As the title says WWW::Mechanize does not recognize
<base href="" />
if page content iz gzipped. Here is an example:
use strict;
use warnings;
use WWW::Mechanize;
my $url = 'http://objectmix.com/perl/356181-help-lwp-log-after-redirect.html';
my $mech = WWW::Mechanize->new;
$mech->get($url);
print $mech->base()."\n";
# force plain text instead of gzipped content
$mech->get($url, 'Accept-Encoding' => 'identity');
print $mech->base()."\n";
Output:
http://objectmix.com/perl/356181-help-lwp-log-after-redirect.html
http://objectmix.com/ <--- this is correct !
Am I missing something here? Thanks
Edit: I just tested it directly with LWP::UserAgent and it works without any problems:
use LWP::UserAgent;
my $ua = LWP::UserAgent->new();
my $res = $ua->get('http://objectmix.com/perl/356181-help-lwp-log-after-redirect.html');
print $res->base()."\n";
Output:
http://objectmix.com/
This looks like WWW::Mechanize bug?
Edit 2: It is LWP or HTTP::Response bug, not WWW::Mechanize. LWP does not request gzip by default. If I set
$ua->default_header('Accept-Encoding' => 'gzip'),
in the above example it returns wrong base
Edit 3: Bug is in LWP/UserAgent.pm in parse_head()
It calls HTML/HeadParser with gzipped HTML and HeadParser has no idea what to do with it. LWP should gunzip the content before calling parsing subroutine.

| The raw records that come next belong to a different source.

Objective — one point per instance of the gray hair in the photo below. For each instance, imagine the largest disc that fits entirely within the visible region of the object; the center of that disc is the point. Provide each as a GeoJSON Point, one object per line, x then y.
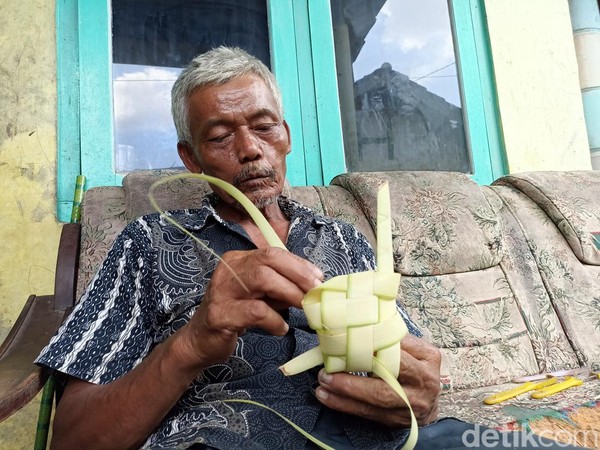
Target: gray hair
{"type": "Point", "coordinates": [217, 66]}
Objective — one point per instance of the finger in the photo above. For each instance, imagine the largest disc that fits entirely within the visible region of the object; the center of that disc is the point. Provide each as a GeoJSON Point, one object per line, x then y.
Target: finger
{"type": "Point", "coordinates": [393, 417]}
{"type": "Point", "coordinates": [267, 273]}
{"type": "Point", "coordinates": [299, 271]}
{"type": "Point", "coordinates": [368, 390]}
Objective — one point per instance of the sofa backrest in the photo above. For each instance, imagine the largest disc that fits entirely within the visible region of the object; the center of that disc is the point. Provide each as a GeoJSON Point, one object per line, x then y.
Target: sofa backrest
{"type": "Point", "coordinates": [559, 213]}
{"type": "Point", "coordinates": [470, 279]}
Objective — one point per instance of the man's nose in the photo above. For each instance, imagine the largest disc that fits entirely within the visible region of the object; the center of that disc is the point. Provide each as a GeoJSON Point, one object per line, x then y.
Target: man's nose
{"type": "Point", "coordinates": [247, 145]}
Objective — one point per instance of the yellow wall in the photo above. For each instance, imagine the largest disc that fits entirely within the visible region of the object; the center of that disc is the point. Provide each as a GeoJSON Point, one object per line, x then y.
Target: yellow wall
{"type": "Point", "coordinates": [540, 106]}
{"type": "Point", "coordinates": [29, 232]}
{"type": "Point", "coordinates": [538, 85]}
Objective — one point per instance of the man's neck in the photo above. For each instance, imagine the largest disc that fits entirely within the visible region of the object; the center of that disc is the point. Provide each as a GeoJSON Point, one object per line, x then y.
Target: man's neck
{"type": "Point", "coordinates": [272, 212]}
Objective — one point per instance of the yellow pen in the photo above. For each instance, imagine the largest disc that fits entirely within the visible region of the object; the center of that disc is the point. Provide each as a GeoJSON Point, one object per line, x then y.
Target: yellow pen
{"type": "Point", "coordinates": [558, 387]}
{"type": "Point", "coordinates": [525, 387]}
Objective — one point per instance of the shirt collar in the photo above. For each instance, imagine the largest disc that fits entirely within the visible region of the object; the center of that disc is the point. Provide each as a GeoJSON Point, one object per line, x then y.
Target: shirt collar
{"type": "Point", "coordinates": [195, 219]}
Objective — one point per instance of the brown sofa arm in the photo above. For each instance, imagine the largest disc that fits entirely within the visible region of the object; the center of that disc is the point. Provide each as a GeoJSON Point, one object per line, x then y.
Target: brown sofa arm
{"type": "Point", "coordinates": [20, 379]}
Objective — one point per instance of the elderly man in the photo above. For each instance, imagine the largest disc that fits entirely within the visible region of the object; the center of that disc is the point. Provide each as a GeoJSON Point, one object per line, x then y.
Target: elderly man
{"type": "Point", "coordinates": [165, 332]}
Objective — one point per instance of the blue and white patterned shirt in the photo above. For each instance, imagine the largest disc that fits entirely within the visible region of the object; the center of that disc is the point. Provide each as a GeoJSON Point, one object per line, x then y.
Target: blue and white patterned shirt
{"type": "Point", "coordinates": [150, 284]}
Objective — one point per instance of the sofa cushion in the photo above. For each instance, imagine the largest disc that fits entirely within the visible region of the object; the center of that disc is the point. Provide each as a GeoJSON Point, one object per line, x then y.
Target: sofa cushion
{"type": "Point", "coordinates": [574, 208]}
{"type": "Point", "coordinates": [103, 217]}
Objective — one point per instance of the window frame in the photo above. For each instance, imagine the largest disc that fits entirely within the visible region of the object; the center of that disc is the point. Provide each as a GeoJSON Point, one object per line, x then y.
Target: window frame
{"type": "Point", "coordinates": [85, 131]}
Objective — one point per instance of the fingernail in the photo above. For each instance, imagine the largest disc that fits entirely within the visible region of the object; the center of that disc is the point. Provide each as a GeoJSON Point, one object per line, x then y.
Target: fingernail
{"type": "Point", "coordinates": [321, 393]}
{"type": "Point", "coordinates": [324, 377]}
{"type": "Point", "coordinates": [319, 275]}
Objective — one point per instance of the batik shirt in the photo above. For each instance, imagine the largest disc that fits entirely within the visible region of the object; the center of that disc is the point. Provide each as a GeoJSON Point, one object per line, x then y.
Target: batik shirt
{"type": "Point", "coordinates": [149, 286]}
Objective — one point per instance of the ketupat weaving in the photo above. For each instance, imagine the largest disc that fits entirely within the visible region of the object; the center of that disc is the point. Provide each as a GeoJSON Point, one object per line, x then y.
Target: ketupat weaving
{"type": "Point", "coordinates": [355, 315]}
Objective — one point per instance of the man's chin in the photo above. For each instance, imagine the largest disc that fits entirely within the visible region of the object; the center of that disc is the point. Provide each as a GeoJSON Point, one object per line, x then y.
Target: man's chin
{"type": "Point", "coordinates": [262, 196]}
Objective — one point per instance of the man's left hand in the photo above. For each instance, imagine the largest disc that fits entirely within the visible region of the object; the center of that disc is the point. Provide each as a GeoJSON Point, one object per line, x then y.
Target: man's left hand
{"type": "Point", "coordinates": [373, 399]}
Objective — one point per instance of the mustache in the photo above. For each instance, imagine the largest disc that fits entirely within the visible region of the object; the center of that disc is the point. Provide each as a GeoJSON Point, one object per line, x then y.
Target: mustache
{"type": "Point", "coordinates": [253, 171]}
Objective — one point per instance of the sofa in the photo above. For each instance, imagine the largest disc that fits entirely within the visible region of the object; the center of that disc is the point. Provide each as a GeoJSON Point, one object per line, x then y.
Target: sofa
{"type": "Point", "coordinates": [504, 279]}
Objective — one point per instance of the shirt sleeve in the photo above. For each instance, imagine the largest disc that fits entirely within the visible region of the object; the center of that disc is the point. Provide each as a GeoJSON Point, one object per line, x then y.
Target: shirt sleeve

There is bug report about this: https://rt.cpan.org/Public/Bug/Display.html?id=54361
Conclusion: LWP is missing this "feature".
WWW::Mechanize:
This could eventually be solved by overloading _make_request() in WWW::Mechanize with your own pkg and re-seting HTTP::Response by decoded_content or even dirtier by overwriting $mech->{base} with the parse base from content.